Tu n’as jamais pensé que tu ne franchirais pas le cut ? À la fin de mon passage à Tours, où on m’avait promis un contrat pro qui n’est finalement jamais arrivé, je me suis posé quelques questions. C’était parfois dur, mais je n’ai jamais pensé à tout arrêter. Impossible. Et depuis que je suis à Monaco, j’ai toujours pensé que j’avais une bonne étoile.

J’ai joué 10, 8, box-to-box… J’ai toujours été à la création, mais je n’ai jamais été un croqueur. Je n’ai jamais dribblé pour dribbler, ça ne m’intéresse pas.

Tu parles encore de « confiance ». Elle était déjà là quand tu jouais petit, au quartier ? Quand tu joues au quartier, que tu es petit, c’est autre chose. Tu es insouciant, tu réfléchis moins. Tu t’amuses, mais tu dribbles, évidemment. Tu dribbles tout, n’importe quoi et n’importe qui. (Rires.) Mais l’idée, très vite, ça a été de ne pas avoir de regrets parce que j’ai vu tellement de mecs du quartier qui avaient du talent ne pas percer. Je ne dis pas qu’ils allaient passer pro, mais certains grands ont été en centre de formation avant d’oublier ce qu’il fallait faire pour réussir. Heureusement, ils n’ont pas sorti l’excuse des croisés. (Rires.)

C’est quoi ta différence, alors ? À quoi tu penses quand tu es sur le terrain ? Bizarrement, aujourd’hui, je réfléchis surtout quand je n’ai pas le ballon. J’essaie d’anticiper les pertes de balle de mes partenaires, les déplacements adverses… En Ligue 1, j’ai dû progresser sur le plan défensif et je trouve que je gagne plus de duels qu’avant. Le reste, c’est pas mal d’instinct, mais je dois encore faire mieux dans la zone de vérité. Là, je suis à cinq buts et quatre passes décisives, alors que je pourrais avoir le double. Le coach me pousse dans ce sens.

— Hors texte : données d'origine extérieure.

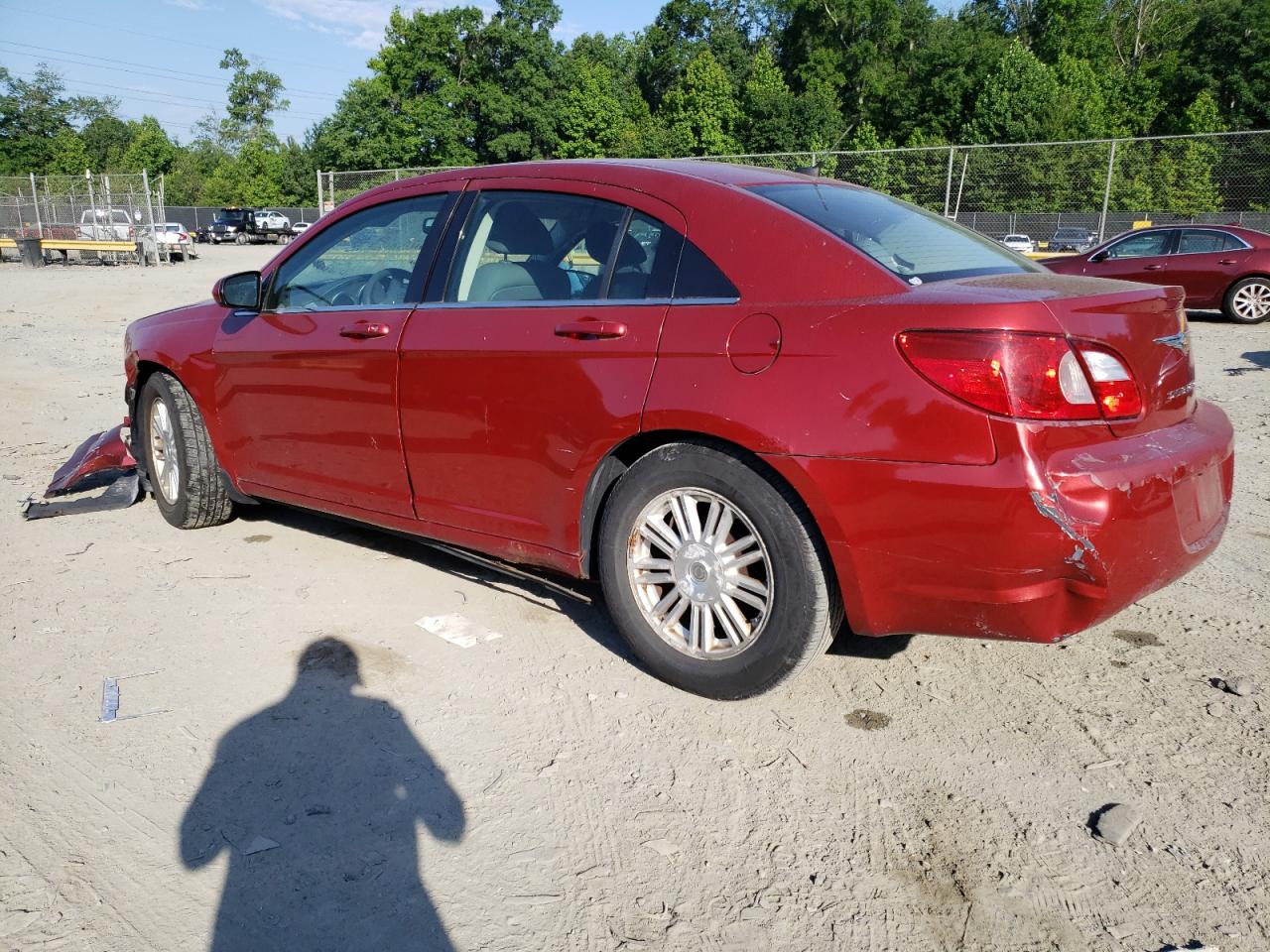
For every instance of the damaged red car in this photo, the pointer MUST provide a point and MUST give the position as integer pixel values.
(752, 404)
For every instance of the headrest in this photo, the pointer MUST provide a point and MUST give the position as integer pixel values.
(517, 231)
(599, 241)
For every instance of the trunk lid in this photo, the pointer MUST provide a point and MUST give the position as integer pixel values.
(1147, 326)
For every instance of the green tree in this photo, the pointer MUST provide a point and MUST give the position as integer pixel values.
(699, 112)
(252, 99)
(589, 114)
(68, 154)
(150, 149)
(769, 107)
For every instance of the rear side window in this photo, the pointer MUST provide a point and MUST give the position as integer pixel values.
(1148, 245)
(911, 243)
(366, 259)
(1201, 241)
(657, 262)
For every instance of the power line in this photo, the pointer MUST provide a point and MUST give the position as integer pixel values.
(199, 77)
(154, 36)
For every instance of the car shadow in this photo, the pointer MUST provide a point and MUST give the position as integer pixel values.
(1257, 361)
(318, 800)
(584, 608)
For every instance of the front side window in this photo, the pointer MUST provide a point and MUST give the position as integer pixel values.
(912, 244)
(1147, 245)
(534, 246)
(366, 259)
(1203, 241)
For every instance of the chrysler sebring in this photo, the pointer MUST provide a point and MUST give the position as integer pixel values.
(752, 404)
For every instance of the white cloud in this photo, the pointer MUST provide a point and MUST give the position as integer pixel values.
(359, 23)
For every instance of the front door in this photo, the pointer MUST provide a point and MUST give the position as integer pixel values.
(535, 359)
(1142, 257)
(308, 389)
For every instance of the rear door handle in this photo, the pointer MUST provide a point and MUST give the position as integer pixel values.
(590, 330)
(363, 331)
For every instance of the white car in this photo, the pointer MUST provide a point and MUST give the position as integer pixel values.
(1019, 243)
(271, 220)
(176, 239)
(107, 225)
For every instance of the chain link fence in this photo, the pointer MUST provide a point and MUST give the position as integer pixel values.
(1103, 185)
(87, 207)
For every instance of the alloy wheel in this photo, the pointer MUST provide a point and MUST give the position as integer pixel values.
(699, 572)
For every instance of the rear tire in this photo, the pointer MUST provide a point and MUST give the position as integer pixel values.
(178, 456)
(1247, 301)
(753, 613)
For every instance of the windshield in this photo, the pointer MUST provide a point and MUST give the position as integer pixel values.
(908, 241)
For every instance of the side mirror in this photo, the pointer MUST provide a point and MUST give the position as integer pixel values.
(239, 291)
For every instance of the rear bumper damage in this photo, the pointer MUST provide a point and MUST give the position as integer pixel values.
(1044, 542)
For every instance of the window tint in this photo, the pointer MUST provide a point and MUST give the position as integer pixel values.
(1147, 245)
(1197, 241)
(534, 246)
(365, 259)
(911, 243)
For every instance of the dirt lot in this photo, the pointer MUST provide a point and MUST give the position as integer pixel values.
(907, 793)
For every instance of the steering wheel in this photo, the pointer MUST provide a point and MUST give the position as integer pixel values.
(379, 286)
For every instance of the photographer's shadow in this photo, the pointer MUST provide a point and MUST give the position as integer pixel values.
(318, 800)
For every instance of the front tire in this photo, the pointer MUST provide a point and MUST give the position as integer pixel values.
(1248, 299)
(714, 572)
(178, 456)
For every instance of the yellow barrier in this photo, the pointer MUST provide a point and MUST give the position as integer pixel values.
(76, 245)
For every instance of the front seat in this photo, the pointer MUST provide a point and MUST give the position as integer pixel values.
(517, 231)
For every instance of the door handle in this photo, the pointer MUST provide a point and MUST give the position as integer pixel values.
(363, 331)
(590, 330)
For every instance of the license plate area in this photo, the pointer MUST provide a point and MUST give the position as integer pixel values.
(1201, 506)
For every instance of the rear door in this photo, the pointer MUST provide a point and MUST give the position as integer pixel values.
(1141, 257)
(308, 389)
(1206, 262)
(535, 357)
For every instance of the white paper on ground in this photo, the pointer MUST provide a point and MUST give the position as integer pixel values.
(456, 630)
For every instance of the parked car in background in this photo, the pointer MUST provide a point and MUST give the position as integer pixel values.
(235, 225)
(173, 238)
(871, 413)
(268, 220)
(1019, 243)
(107, 225)
(1072, 240)
(1219, 267)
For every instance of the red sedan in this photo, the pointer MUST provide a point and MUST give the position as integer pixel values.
(1219, 267)
(748, 403)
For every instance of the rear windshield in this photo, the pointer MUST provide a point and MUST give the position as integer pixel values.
(911, 243)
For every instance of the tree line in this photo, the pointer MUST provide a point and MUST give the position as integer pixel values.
(460, 85)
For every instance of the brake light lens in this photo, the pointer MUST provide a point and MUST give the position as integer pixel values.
(1025, 376)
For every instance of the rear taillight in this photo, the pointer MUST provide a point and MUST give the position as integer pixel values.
(1026, 376)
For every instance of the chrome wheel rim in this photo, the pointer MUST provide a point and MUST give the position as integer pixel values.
(164, 470)
(1252, 301)
(699, 574)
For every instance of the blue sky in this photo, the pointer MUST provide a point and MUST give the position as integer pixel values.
(160, 59)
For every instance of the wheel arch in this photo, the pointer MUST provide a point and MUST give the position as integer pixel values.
(615, 463)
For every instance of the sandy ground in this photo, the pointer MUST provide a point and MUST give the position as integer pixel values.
(538, 789)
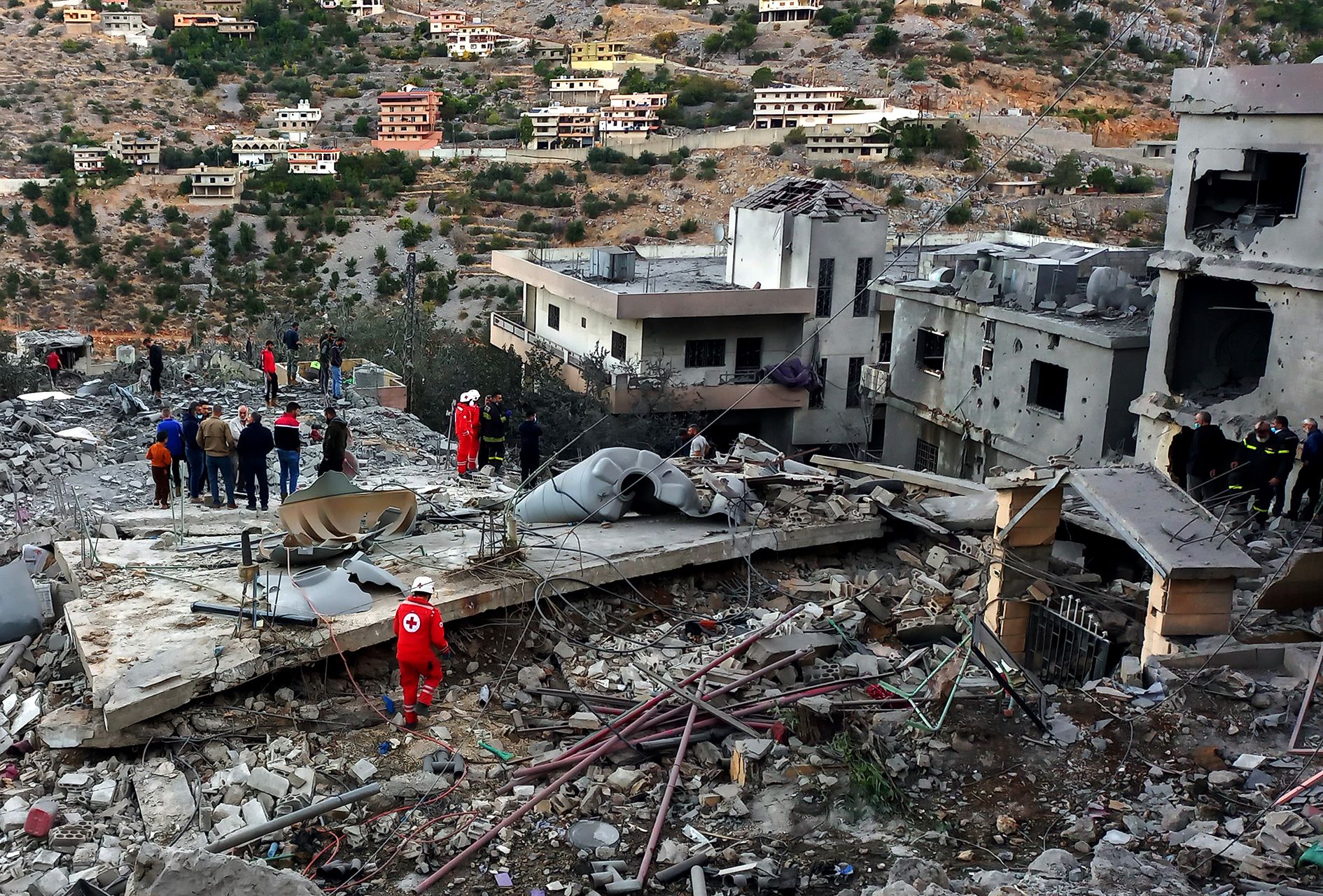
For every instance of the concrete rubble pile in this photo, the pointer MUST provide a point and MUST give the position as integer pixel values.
(830, 722)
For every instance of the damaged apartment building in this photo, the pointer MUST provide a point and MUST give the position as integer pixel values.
(785, 286)
(1240, 277)
(1010, 351)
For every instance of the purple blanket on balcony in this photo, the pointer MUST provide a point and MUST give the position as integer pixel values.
(792, 372)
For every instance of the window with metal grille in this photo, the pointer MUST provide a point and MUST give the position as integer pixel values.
(826, 274)
(706, 352)
(856, 370)
(819, 388)
(930, 351)
(925, 456)
(863, 274)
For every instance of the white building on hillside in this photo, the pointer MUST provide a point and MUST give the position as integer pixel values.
(297, 122)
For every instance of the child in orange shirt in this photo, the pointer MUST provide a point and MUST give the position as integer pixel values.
(160, 460)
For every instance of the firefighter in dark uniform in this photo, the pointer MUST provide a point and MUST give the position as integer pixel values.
(493, 429)
(1261, 463)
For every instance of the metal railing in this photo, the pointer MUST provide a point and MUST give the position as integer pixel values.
(875, 379)
(523, 332)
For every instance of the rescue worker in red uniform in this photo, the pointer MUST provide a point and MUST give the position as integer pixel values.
(419, 630)
(466, 432)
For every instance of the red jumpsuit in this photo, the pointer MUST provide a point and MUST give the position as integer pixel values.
(466, 430)
(419, 629)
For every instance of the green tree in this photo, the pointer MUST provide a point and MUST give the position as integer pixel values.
(1104, 179)
(960, 53)
(884, 38)
(1067, 174)
(916, 69)
(664, 41)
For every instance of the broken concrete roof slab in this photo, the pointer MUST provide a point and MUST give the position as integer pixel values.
(20, 610)
(334, 510)
(808, 196)
(609, 484)
(314, 593)
(1174, 533)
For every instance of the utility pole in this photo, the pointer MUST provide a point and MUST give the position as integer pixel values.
(410, 325)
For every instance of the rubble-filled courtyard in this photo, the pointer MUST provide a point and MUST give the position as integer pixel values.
(788, 679)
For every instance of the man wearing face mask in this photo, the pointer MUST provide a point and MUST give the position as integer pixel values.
(1260, 465)
(1205, 460)
(1290, 444)
(1311, 472)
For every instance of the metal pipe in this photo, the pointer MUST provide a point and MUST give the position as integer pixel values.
(465, 855)
(670, 789)
(12, 659)
(696, 860)
(248, 834)
(564, 759)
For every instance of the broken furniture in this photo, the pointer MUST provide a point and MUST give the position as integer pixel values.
(335, 511)
(612, 484)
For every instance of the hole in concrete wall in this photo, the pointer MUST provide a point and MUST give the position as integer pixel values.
(930, 351)
(1228, 208)
(1222, 339)
(1048, 386)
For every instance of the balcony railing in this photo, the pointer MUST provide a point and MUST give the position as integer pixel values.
(527, 335)
(875, 379)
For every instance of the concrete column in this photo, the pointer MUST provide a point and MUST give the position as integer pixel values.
(1031, 542)
(1186, 608)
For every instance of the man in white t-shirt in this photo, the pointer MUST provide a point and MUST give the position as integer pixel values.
(697, 445)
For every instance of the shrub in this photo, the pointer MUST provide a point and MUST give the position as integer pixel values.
(958, 215)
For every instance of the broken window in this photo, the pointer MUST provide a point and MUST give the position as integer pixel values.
(817, 393)
(853, 374)
(826, 274)
(1220, 343)
(930, 351)
(863, 276)
(925, 456)
(706, 352)
(1228, 208)
(1048, 387)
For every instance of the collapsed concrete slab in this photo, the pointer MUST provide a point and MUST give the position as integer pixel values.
(187, 872)
(146, 653)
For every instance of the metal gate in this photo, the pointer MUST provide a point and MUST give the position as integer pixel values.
(1065, 642)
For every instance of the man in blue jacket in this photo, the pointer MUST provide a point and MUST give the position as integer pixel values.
(291, 352)
(174, 432)
(255, 442)
(195, 456)
(1311, 472)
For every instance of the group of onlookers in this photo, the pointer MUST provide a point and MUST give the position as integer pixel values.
(1259, 466)
(233, 453)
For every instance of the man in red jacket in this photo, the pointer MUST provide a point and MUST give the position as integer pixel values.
(269, 370)
(419, 629)
(466, 432)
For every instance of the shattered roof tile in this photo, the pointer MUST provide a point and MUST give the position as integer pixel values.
(818, 199)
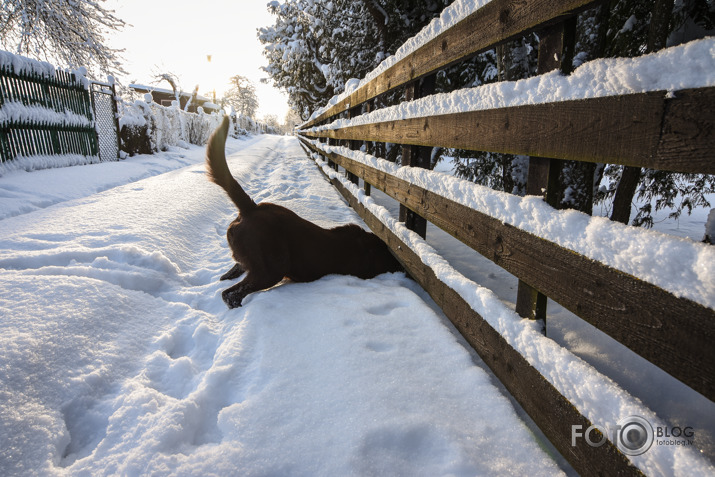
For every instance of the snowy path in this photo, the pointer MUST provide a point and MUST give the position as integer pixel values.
(117, 355)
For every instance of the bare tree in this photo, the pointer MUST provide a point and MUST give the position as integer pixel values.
(68, 33)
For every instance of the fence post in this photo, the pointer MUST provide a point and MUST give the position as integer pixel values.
(556, 47)
(352, 144)
(417, 156)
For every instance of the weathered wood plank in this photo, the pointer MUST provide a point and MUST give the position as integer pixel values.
(644, 129)
(549, 409)
(675, 334)
(494, 23)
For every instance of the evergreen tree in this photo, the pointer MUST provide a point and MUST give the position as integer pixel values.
(241, 96)
(316, 46)
(65, 33)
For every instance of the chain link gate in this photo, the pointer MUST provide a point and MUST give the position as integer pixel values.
(106, 120)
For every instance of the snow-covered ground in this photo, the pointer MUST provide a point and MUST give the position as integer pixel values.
(118, 356)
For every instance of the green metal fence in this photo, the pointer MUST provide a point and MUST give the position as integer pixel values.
(44, 115)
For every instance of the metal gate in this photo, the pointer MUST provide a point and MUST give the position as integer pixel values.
(106, 120)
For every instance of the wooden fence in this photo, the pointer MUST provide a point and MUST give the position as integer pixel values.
(35, 130)
(673, 132)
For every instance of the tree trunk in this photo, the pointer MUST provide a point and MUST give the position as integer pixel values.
(624, 194)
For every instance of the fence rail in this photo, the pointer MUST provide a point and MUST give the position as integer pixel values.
(672, 132)
(53, 115)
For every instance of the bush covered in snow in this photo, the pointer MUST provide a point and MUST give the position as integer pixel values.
(146, 128)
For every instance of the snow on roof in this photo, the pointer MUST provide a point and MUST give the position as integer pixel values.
(151, 89)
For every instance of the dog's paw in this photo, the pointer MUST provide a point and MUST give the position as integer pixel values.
(231, 298)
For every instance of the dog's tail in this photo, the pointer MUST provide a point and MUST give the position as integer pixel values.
(218, 169)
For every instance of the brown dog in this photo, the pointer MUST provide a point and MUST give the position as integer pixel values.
(270, 242)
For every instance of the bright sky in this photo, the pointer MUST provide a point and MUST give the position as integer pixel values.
(177, 36)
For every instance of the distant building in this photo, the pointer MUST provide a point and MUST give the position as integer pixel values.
(166, 97)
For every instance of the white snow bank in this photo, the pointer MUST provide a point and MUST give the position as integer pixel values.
(118, 356)
(691, 65)
(681, 266)
(594, 395)
(40, 161)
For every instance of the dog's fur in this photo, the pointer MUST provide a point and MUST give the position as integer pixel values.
(270, 242)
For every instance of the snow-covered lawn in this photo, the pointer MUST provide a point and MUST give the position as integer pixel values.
(117, 355)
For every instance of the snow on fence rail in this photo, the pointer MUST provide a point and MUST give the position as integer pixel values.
(651, 292)
(44, 112)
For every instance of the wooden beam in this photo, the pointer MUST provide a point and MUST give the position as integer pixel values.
(496, 22)
(643, 129)
(548, 408)
(675, 334)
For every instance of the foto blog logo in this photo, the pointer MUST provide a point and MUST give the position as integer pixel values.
(633, 435)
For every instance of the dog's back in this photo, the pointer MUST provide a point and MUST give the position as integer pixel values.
(271, 242)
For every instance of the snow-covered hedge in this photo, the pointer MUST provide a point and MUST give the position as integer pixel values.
(147, 127)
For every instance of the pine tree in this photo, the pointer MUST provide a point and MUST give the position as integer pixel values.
(242, 96)
(65, 33)
(316, 46)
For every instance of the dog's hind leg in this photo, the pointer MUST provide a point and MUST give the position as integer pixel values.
(235, 272)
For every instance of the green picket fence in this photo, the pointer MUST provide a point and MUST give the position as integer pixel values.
(45, 115)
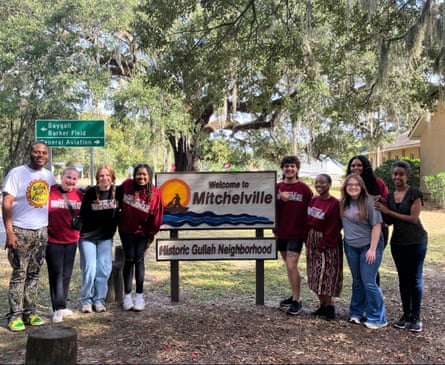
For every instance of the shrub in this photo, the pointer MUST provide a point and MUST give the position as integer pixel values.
(384, 172)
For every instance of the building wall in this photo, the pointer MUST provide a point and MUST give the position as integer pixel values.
(431, 131)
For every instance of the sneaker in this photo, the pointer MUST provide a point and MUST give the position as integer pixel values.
(58, 316)
(320, 312)
(295, 308)
(66, 312)
(16, 325)
(403, 322)
(87, 308)
(33, 320)
(285, 303)
(415, 325)
(99, 307)
(375, 326)
(139, 303)
(128, 302)
(354, 319)
(330, 313)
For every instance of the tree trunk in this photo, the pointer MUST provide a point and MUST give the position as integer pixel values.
(52, 345)
(185, 153)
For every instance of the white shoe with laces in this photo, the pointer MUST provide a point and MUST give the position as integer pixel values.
(66, 312)
(128, 302)
(58, 316)
(139, 303)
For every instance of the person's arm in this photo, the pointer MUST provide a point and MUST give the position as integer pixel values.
(375, 237)
(413, 217)
(11, 238)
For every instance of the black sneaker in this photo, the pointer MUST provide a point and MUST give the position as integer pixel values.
(416, 325)
(403, 322)
(295, 308)
(330, 313)
(285, 303)
(320, 312)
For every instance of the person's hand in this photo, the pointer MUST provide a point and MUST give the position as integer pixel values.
(381, 207)
(11, 240)
(148, 243)
(370, 256)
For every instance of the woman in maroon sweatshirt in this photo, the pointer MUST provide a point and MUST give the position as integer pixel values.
(139, 220)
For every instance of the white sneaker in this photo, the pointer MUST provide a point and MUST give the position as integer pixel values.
(128, 302)
(58, 316)
(66, 312)
(139, 303)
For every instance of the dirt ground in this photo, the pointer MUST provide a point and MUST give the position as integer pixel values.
(237, 331)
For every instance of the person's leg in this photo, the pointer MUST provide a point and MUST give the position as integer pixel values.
(417, 258)
(139, 264)
(375, 308)
(128, 246)
(104, 266)
(385, 233)
(88, 255)
(358, 298)
(402, 263)
(54, 262)
(18, 258)
(36, 258)
(68, 263)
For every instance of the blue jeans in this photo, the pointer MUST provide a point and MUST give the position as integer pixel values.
(96, 263)
(367, 297)
(409, 261)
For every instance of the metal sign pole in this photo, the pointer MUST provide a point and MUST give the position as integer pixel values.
(91, 166)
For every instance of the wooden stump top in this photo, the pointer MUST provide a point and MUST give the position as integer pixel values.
(53, 332)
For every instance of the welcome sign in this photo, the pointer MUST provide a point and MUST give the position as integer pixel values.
(207, 200)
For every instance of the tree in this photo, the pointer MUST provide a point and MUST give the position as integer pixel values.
(59, 63)
(368, 59)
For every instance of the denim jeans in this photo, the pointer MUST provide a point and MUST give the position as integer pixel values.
(367, 297)
(60, 262)
(96, 263)
(409, 261)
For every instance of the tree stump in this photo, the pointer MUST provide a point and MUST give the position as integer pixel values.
(116, 280)
(52, 345)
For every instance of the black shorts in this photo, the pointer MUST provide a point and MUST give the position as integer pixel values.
(290, 245)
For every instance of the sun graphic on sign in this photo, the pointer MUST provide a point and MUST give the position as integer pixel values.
(175, 194)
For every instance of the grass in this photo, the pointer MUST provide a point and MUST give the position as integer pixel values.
(202, 282)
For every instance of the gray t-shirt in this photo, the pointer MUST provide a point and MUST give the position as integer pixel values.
(357, 231)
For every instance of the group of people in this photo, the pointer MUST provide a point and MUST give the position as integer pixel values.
(38, 217)
(356, 224)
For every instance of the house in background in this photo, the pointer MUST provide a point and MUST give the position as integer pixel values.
(430, 130)
(311, 167)
(425, 141)
(403, 146)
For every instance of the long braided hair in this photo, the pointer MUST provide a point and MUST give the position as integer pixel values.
(144, 191)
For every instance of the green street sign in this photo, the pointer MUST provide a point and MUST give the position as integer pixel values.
(71, 133)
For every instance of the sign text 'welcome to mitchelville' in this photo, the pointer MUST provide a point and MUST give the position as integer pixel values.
(218, 200)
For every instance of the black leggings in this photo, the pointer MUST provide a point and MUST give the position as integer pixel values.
(60, 261)
(134, 246)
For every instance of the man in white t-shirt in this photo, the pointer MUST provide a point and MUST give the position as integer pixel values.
(25, 216)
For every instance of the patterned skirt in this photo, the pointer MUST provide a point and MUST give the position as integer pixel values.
(325, 272)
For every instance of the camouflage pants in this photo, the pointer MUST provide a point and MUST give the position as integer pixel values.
(26, 260)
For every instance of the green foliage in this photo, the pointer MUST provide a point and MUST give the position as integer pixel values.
(436, 187)
(384, 172)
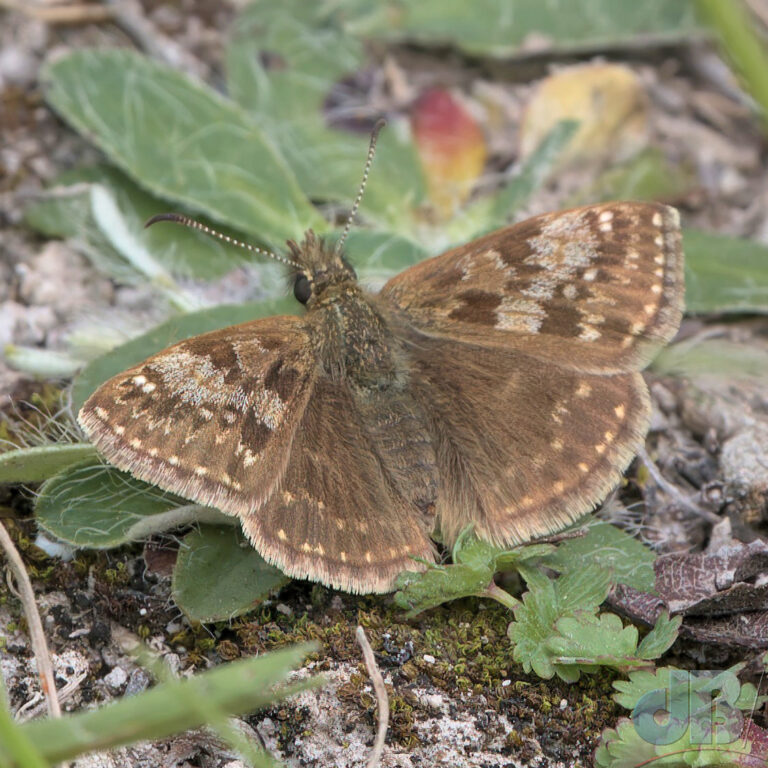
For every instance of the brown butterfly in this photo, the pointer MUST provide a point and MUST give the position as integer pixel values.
(496, 385)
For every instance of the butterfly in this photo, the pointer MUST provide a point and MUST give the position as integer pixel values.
(496, 385)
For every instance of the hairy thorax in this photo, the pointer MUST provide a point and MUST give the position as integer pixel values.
(358, 346)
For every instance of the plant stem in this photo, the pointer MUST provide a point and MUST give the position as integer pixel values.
(493, 590)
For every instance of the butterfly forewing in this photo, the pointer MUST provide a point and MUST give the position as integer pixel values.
(597, 289)
(337, 517)
(211, 418)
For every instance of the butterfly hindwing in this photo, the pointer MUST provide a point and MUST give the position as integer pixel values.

Tu t’inspires de certains mecs ?Pas depuis que je suis pro. Quand j’étais jeune, j’aimais énormément le jeu de Ronaldinho. C’est un mec qui nous a tous fait aimer le foot. Sa façon de créer des choses, son instinct, tout le monde aime ça parce que c’est différent. En fait, il pouvait faire des choses que les autres ne pouvaient pas faire, et ça, ça me plaît. Aujourd’hui, même s’il y a beaucoup de bons joueurs, Marco Verratti est certainement le mec qui m’a le plus marqué en Ligue 1. Quand j’ai joué contre lui, j’ai vu qu’il avait quelque chose en plus.

Tu parles de création. Toi, tu as toujours été là-dedans ? Toujours. J’ai joué 10, 8, box-to-box… Mais j’ai toujours été à la création. Attention, je n’ai jamais été un croqueur. Je n’ai jamais dribblé pour dribbler, ça ne m’intéresse pas. J’essaie d’être dans l’efficacité. Mon passage à Monaco m’a permis de prendre énormément de volume dans mon jeu. Désormais, je sais attaquer et défendre, ce qui n’était pas inné en moi au départ. Agresser le porteur du ballon, ce n’était pas naturel chez moi. Je dois encore l’améliorer, mais aujourd’hui, je le dis franchement, je prends du plaisir à récupérer la balle.

L’avantage d’être dans un groupe comme celui des Espoirs, c’est que vous pouvez comparer les parcours. Tu n’as pas le même qu’Amine Gouiri, par exemple. Vous en parlez entre vous ?Oui, chacun a son parcours, et avec Amine, on en parle souvent. On est voisins de chambre, on s’entend bien. Je suis très content pour lui. Il mérite. Après, même si on a tous des parcours différents, on a su fonder un groupe uni, où l’intégration se fait naturellement grâce au terrain.

Qu’est-ce que tu retiens de ta saison jusqu’ici ? Plein de choses : ma première sélection chez les Espoirs, mon premier match en pro, mon premier but en pro… Ressortir un moment, c’est compliqué. Par rapport à Monaco, j’ai aussi changé de statut. Avant, je m’entraînais avec les pros et je repartais avec la CFA. Là, je suis dans le vestiaire, j’ai ma place, mon casier, je suis membre d’un groupe… Et les attentes ont changé, évidemment. Au début, on disait : « Tiens, Romain a fait un bon match », et maintenant, si je fais exactement la même prestation, c’est plutôt : « Ah, Romain a fait un match moyen. » La perception a changé. Je ne sais pas si c’est pareil pour les adversaires, mais, même si je ne pense pas qu’il y ait de fixette, je sens quand même qu’il y a plus de joueurs dans ma zone qu’en début de saison.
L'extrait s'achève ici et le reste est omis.